Drones see equipment that could previously hide. Missiles reach places that only expensive aviation operations could reach before. Small groups can destroy costly systems. Society, if it does not break psychologically, turns any occupation into an endless problem.
That is why a ground operation against Iran would look extremely risky for the US. That is why Russian tanks did not reach Kyiv. That is why China is carefully studying the Ukrainian experience, thinking about Taiwan.
Taiwan, China, and the new calculation of medium-sized states
China looks at Ukraine not as an outside observer. For Beijing, it is a large textbook on modern warfare. Until 2022, many believed that if Russia decided to go all the way, Ukraine would not be able to resist for long. Now this calculation is shattered.
Chinese military analysts see that even a huge army can get bogged down. They see that drones, mobile defense, societal motivation, and international support can thwart plans for a quick victory. But the main question for Taiwan is not only technology but the readiness of society itself to resist.
Ukraine’s lesson for Taiwan
The most important lesson from Ukraine is not that democracies automatically save other democracies. The lesson is different: first, Ukrainians helped themselves, and only then did the world begin to help Ukraine on a larger scale. If a country does not show the will to fight, external support becomes weaker, more cautious, and slower.
For Taiwan, this is a painful topic. If there is no consensus on defense within society and parliament, if rearmament programs are cut, if asymmetric defense is postponed, then China gains not only a military but also a psychological advantage.

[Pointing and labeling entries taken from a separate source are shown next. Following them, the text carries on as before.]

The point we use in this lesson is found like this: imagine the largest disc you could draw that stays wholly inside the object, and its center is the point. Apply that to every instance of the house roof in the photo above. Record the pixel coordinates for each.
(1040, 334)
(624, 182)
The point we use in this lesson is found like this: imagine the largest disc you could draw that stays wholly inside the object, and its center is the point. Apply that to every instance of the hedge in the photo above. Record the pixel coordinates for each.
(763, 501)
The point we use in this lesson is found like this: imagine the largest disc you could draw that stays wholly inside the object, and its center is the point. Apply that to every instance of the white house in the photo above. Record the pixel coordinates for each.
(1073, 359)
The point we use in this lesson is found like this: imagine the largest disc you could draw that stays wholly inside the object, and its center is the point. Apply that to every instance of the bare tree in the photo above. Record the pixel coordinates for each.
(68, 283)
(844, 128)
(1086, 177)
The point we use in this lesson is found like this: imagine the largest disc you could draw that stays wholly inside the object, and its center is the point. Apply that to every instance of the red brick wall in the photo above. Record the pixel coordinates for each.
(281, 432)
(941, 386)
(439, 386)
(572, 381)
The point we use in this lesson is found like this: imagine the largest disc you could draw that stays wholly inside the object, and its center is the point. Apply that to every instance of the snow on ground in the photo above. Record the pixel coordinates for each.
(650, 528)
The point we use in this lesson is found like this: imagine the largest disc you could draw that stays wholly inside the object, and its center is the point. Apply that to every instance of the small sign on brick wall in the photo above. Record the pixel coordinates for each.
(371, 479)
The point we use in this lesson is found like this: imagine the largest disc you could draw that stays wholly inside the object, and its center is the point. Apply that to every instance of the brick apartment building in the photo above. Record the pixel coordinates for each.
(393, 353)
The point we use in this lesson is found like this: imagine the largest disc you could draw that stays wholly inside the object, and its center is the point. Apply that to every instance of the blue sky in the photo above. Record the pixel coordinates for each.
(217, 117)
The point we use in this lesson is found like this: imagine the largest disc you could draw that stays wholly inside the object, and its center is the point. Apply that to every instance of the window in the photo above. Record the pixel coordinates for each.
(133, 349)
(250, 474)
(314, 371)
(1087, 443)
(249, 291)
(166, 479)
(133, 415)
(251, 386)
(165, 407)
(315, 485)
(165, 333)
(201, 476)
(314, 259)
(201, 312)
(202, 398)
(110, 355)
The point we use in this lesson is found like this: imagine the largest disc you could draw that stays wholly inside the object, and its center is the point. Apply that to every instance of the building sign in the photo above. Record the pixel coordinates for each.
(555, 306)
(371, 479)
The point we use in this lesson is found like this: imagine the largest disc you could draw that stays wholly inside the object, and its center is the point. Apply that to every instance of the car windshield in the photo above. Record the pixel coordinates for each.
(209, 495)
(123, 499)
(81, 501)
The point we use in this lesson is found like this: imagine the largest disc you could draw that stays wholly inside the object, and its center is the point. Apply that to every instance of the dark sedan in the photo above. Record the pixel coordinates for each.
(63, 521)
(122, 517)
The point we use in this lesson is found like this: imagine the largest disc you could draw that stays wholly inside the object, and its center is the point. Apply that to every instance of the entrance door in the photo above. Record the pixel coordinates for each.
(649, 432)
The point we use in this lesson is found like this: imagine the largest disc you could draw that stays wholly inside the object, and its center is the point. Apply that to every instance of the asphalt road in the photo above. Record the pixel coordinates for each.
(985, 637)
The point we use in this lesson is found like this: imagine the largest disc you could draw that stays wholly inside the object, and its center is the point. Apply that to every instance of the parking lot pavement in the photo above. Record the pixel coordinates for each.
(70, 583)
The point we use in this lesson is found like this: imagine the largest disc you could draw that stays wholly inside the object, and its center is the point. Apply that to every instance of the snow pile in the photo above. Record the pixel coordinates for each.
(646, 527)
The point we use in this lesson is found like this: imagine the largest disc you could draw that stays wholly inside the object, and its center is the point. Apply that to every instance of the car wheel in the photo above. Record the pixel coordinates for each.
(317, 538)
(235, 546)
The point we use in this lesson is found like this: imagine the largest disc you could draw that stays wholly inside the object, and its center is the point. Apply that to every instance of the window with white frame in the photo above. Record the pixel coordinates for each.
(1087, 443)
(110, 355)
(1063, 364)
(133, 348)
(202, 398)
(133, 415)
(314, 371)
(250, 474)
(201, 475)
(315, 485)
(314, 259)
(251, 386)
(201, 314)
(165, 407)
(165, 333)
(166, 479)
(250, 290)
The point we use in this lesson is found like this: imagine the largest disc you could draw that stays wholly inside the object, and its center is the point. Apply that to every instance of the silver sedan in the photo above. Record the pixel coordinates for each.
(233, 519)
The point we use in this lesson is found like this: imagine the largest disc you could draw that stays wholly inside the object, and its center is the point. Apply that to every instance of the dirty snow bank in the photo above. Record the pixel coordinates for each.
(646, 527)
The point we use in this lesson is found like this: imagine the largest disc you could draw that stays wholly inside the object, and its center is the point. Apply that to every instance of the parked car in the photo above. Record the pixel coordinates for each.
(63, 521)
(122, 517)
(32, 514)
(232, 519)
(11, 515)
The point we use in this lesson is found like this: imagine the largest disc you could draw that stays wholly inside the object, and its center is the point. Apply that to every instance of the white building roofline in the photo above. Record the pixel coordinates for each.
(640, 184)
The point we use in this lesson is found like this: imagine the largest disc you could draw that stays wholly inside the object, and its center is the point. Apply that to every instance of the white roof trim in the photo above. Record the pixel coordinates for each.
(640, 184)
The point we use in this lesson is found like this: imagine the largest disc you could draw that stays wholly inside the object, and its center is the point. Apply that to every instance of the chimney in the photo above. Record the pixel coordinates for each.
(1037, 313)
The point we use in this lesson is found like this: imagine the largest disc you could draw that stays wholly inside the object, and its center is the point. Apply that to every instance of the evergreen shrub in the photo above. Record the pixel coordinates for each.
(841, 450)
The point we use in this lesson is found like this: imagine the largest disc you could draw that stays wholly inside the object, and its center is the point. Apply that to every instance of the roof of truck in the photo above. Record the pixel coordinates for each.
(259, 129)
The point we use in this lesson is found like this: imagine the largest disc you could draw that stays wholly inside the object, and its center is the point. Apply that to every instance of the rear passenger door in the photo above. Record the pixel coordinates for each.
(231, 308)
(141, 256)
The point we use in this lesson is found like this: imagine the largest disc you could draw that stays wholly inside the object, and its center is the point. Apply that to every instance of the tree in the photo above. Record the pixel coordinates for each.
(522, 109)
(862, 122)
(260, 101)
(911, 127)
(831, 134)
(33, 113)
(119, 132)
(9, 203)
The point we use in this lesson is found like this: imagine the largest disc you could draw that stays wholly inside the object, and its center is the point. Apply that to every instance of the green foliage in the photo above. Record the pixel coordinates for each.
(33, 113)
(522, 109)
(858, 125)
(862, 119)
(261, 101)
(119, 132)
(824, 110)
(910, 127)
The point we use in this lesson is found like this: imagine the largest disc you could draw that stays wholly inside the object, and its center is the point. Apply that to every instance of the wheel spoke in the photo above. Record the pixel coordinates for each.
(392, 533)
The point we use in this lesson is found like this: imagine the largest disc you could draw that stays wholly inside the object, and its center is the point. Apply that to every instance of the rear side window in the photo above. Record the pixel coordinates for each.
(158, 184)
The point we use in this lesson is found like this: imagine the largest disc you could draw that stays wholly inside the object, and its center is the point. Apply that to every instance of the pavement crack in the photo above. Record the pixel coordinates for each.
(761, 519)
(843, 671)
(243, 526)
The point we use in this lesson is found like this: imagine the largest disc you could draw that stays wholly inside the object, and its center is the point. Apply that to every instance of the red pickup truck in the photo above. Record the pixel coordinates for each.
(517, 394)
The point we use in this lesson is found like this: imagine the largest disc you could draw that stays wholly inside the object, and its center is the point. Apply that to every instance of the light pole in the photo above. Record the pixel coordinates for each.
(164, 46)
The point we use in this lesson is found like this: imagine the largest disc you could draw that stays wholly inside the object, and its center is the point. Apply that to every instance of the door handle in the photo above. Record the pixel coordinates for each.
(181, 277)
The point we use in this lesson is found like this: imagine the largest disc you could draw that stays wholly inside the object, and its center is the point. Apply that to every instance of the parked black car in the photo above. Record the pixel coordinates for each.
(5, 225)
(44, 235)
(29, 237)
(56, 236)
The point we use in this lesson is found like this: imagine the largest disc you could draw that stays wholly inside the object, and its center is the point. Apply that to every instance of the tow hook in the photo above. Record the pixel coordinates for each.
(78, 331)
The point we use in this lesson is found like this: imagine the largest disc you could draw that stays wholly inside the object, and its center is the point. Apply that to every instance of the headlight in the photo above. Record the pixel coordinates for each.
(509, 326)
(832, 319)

Medium-sized states can no longer live in the illusion that someone big will definitely come and solve the problem for them. Canada, European countries, Asian democracies, Israel, Ukraine, Taiwan, and the Philippines — all of them are forced to think about their own resilience, alliances, technologies, and society’s readiness to withstand pressure.

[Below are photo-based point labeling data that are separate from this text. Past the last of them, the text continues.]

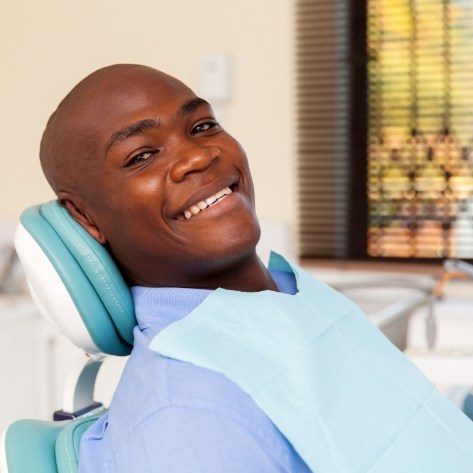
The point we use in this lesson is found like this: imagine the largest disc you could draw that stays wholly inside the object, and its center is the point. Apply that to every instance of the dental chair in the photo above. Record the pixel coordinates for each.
(77, 286)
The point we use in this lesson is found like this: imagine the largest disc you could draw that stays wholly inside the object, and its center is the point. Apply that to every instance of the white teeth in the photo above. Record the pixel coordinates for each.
(203, 204)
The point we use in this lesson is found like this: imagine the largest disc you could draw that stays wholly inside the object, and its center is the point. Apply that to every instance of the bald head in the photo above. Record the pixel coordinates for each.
(69, 144)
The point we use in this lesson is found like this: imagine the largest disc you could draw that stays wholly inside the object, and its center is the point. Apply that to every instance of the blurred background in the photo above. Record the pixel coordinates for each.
(357, 119)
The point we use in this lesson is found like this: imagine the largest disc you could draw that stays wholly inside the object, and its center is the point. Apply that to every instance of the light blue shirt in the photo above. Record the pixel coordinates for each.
(175, 417)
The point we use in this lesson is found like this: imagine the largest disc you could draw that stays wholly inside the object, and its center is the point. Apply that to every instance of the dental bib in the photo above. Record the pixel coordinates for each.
(341, 393)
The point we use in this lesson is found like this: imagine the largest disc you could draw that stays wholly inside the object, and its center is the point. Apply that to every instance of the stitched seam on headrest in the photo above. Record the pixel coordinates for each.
(84, 252)
(65, 443)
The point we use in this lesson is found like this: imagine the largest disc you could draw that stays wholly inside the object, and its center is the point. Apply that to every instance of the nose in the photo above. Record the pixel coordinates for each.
(194, 159)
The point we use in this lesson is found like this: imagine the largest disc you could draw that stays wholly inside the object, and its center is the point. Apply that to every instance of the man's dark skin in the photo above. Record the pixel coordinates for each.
(127, 151)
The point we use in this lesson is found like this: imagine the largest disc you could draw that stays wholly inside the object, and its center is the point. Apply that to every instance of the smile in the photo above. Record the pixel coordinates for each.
(204, 204)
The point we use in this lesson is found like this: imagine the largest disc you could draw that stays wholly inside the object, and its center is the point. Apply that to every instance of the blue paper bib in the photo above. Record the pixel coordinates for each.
(333, 384)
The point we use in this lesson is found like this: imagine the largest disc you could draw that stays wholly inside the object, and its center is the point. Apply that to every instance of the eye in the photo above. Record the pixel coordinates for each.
(205, 126)
(141, 158)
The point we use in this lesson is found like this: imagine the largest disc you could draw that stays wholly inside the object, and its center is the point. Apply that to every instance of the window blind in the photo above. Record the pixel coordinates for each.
(323, 125)
(420, 128)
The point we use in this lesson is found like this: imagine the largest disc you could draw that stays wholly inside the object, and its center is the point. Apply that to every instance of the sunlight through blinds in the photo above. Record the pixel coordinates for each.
(420, 156)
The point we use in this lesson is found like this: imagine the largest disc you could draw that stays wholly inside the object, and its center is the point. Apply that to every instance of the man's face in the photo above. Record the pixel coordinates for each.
(161, 156)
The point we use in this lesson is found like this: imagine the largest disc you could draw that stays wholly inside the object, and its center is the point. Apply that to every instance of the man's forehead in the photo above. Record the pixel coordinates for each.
(115, 104)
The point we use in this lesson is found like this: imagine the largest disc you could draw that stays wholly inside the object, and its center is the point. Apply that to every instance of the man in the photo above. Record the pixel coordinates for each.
(143, 165)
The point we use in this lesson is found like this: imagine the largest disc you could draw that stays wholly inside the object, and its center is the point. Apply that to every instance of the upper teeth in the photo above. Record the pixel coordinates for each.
(203, 204)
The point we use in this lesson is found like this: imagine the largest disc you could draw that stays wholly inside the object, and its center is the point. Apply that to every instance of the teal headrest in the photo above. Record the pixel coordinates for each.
(89, 273)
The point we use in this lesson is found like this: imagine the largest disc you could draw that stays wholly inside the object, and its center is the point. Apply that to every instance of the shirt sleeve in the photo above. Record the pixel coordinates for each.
(192, 440)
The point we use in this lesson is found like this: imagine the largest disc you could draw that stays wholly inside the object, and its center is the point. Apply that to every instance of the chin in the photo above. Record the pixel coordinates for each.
(233, 244)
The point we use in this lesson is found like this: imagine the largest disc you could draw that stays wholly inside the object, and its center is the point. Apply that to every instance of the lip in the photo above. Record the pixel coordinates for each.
(206, 191)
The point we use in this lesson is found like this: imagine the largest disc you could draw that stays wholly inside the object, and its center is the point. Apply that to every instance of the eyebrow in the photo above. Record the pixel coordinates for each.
(149, 123)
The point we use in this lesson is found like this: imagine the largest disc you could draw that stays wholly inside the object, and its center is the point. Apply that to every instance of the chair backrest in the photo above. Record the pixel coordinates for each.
(42, 447)
(78, 287)
(74, 281)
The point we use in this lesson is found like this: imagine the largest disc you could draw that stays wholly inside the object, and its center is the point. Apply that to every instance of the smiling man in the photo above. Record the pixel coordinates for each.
(143, 165)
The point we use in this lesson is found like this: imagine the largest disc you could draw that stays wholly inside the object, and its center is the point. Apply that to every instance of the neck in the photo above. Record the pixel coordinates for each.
(247, 274)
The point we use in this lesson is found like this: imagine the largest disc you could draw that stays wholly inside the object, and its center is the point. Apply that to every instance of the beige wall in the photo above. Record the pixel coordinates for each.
(47, 46)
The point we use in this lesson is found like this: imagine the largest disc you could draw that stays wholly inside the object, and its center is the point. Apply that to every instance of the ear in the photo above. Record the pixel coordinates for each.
(78, 213)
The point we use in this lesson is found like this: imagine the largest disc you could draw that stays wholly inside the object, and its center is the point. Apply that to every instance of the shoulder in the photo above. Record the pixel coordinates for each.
(180, 439)
(151, 382)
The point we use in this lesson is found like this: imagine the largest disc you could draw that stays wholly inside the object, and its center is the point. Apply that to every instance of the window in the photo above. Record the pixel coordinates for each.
(385, 97)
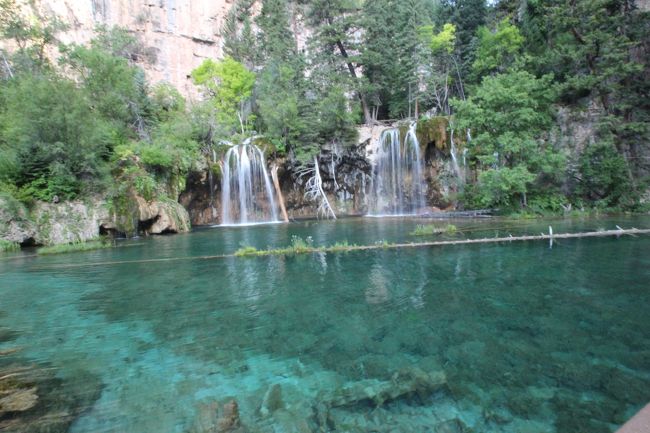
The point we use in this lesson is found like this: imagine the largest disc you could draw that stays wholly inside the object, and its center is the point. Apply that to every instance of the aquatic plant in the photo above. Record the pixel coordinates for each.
(247, 251)
(431, 229)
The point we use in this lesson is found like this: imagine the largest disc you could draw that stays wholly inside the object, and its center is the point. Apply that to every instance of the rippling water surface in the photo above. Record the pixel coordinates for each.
(527, 338)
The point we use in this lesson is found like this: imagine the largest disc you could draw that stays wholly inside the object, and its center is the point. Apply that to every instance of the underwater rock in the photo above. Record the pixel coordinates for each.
(34, 400)
(272, 400)
(288, 422)
(52, 223)
(451, 426)
(218, 418)
(406, 383)
(19, 400)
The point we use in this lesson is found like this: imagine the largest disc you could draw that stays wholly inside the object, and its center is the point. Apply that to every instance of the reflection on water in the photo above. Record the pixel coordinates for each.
(495, 338)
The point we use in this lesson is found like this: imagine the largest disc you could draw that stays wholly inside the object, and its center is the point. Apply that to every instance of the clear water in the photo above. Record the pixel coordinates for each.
(531, 338)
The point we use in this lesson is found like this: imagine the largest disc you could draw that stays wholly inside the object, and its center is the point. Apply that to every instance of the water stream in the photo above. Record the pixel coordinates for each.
(247, 196)
(398, 185)
(529, 338)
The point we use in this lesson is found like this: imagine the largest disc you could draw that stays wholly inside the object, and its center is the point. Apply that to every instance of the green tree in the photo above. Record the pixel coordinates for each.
(509, 116)
(393, 56)
(334, 47)
(230, 85)
(497, 51)
(240, 42)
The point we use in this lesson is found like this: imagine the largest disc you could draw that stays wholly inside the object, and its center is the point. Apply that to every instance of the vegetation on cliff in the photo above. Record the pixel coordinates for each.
(87, 121)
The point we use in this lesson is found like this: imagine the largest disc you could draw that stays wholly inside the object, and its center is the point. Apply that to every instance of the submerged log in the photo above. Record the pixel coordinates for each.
(477, 213)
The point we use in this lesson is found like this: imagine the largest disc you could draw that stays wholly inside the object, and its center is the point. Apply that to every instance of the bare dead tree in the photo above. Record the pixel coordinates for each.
(314, 190)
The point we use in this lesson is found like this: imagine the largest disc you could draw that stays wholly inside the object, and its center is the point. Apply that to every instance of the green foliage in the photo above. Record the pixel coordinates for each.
(230, 84)
(603, 176)
(509, 115)
(497, 50)
(431, 229)
(278, 105)
(54, 144)
(393, 55)
(444, 40)
(146, 186)
(498, 186)
(246, 251)
(7, 246)
(239, 39)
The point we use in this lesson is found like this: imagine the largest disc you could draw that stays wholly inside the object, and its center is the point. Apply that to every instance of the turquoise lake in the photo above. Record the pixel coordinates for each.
(148, 336)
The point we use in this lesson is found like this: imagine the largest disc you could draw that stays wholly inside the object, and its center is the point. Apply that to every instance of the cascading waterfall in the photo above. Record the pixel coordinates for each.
(458, 171)
(246, 193)
(397, 186)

This is the new formula for security. Not “the weak suffer what they must,” as in the old phrase by Thucydides, but “the weak cease to be weak if they know how to resist, unite, and learn quickly.”
What this means for Israel
For Israel, this global shift has direct significance. The country lives surrounded by threats, where the opponent often does not seek to win in the classical sense. It is enough for them to exhaust, frighten, disrupt normal life, conduct a missile war, an information campaign, and use international pressure.
Therefore, Israel needs not only a strong army but also an updated strategy. It should include technologies, rear protection, diplomatic alliances, industrial independence, connections with European and Asian democracies, and an honest understanding of the Ukrainian experience. Ukraine has shown that the will of society and the speed of adaptation can become strategic weapons.
The old world, where great powers dictated to everyone else, has not disappeared completely. But it is already cracking. Russia could not break Ukraine. The US cannot simply erase the Iranian problem with one strike. China is forced to recalculate risks around Taiwan. Israel sees how complex war has become even against a terrorist structure if it hides in an urban environment and builds a conflict on attrition.
The new world has not become safer. It has become more complex. But in it, small and medium-sized countries have more room for action — if they do not wait for salvation but build strength in advance.
That is why the main question today is not: who is the strongest? The main question is different: who is capable of withstanding the first blow, quickly changing, and continuing resistance when the old logic of victory no longer works?